C’est un beau texte, au style aiguisé, où, très étrangement, le présent de vérité a disparu. Tout est rapporté au passé, au conditionnel. Même les théories des géographes et des écrivains, même l’actualité. Cette tonalité rétrospective baigne le récit et sied bien à la nostalgie, à la mélancolie qui s’y installent lentement. Car la noirceur monte, au fur et à mesure que l’on suit le narrateur Sylvain Tesson, la colonne vertébrale rafistolée par des clous après sa chute d’un toit, crapahutant à travers la France. Le pays, il le parcourt du Mercantour à la pointe du Cotentin, perclus de douleurs ; dans les monts du Cantal, il a une crise d’épilepsie qu’il compare à la montée d’une « envie de mourir ». Ce cheminement âpre s’accompagne d’un manifeste.

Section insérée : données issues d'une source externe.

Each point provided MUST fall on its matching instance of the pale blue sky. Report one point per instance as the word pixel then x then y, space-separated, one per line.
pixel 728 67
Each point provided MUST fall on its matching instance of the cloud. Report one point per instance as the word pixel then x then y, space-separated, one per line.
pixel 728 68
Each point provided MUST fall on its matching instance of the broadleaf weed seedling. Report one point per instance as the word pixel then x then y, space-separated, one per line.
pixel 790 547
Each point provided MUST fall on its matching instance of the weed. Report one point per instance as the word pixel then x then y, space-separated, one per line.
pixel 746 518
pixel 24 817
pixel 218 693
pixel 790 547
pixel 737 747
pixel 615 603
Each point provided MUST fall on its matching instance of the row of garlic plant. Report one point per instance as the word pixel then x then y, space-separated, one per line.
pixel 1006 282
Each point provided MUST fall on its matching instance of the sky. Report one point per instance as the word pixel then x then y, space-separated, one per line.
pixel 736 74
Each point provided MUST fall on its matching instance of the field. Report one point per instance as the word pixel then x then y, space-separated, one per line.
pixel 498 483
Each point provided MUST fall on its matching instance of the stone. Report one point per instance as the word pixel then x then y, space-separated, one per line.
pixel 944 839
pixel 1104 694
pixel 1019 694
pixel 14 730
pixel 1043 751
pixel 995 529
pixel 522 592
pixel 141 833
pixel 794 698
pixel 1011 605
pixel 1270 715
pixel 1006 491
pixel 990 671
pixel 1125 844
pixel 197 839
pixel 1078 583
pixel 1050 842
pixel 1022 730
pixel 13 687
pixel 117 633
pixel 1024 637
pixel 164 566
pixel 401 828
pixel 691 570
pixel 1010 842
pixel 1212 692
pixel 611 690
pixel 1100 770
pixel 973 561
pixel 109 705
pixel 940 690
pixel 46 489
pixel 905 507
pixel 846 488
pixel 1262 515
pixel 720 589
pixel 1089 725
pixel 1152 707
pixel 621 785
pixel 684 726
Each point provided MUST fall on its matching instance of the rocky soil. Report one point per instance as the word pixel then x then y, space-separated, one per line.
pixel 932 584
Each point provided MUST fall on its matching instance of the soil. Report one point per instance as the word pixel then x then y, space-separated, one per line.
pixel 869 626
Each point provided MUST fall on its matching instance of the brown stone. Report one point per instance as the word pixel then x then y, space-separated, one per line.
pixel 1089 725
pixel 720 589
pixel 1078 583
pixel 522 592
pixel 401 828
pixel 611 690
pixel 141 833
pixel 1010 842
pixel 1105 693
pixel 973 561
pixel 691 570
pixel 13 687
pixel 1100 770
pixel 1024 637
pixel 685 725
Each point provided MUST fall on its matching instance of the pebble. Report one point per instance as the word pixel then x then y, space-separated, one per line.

Tesson politique ? Il cherche en tout cas à provoquer. Il nous invite à écraser « à coups de talons les écrans livides de nos vies high tech ». Il s’en prend aux réseaux, de toute nature : au Web, aux autoroutes, aux lignes de TGV, autant de rets qui gênent la marche libre et l’accès direct à la saveur des choses. Le haut débit ? « Une solution fort acceptable à condition qu’il se résumât à celui des tonneaux percés d’un coup de hache dans les caves de Bourgogne. » Augmenter la réalité, comme le veulent les geeks ? « Un jour peut-être s’occuperaient-ils d’éclairer le soleil. » Un ami reproche à Tesson d’être gâteux ! Mais lui ne démord pas d’un rêve : celui de former une confrérie des chemins noirs liant ceux qui veulent fuir les modernisations successives. Le clan des objecteurs de smartphone, en somme. Tesson y croit-il ? Sans doute, mais la voie du style l’entraîne déjà plus loin : « Les buis luisaient, cirés de lumière. Les toiles d’araignées cédaient à mon passage, sceaux de virginité du chemin. »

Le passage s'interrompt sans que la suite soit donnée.